Жизнь и смерть в провинции

We use cookies. Read the Privacy and Cookie Policy

Жизнь и смерть в провинции

В провинциях работать было сложнее и опаснее, чем в Кабуле. Советникам регулярно приходилось ездить по заминированным дорогам. Группа комсомольцев из Кабула попала в засаду. Одна работница погибла. В Герате советникам позволялось перемещаться исключительно в бронемашинах. Но зачастую их не было под рукой, так что приходилось ездить на обычном транспорте. К тому же, хотя броня защищала от пуль, она не спасала от придорожных мин. Жизнь в Герате, впрочем, имела одно преимущество: когда кончалась водка, можно было отправить гонца на базу в Кушке, в трех часах езды{248}.

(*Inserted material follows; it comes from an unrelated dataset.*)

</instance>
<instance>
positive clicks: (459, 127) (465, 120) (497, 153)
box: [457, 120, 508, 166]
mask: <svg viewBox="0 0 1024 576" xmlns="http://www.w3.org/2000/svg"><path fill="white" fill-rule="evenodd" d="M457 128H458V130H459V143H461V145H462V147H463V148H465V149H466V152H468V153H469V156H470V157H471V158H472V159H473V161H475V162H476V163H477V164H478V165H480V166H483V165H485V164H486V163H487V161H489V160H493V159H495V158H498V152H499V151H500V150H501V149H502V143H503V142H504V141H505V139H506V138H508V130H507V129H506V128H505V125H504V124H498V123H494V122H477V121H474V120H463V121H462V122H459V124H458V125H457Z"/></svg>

Работа в регионах была не только опасной, но и очень тяжелой. Советники обнаружили, что в провинции Логар ни один кишлак не поддерживает кабульский режим. Лишь 2,5% детей в этой провинции ходили в школу{249}. С 1984 по 1986 год Александр Юрьев служил в Кандагаре: он попросился туда, когда его предшественник Григорий Семченко получил серьезные ранения. Юрьев писал в дневнике: «Кандагар — город очень красивый. Но он наполовину разрушен, целые улицы и кварталы в развалинах, а на сохранившихся зданиях много щербин от осколков и пуль. Ехать очень опасно: душманы стреляют из зеленки, делают засады в городе. Поэтому у всех автоматы наготове. Тем более что из шести городских районов мы контролируем только два, а остальные четыре — душманы. И эти районы как раз делит дорога, по которой мы туда и назад ездим каждый день»{250}.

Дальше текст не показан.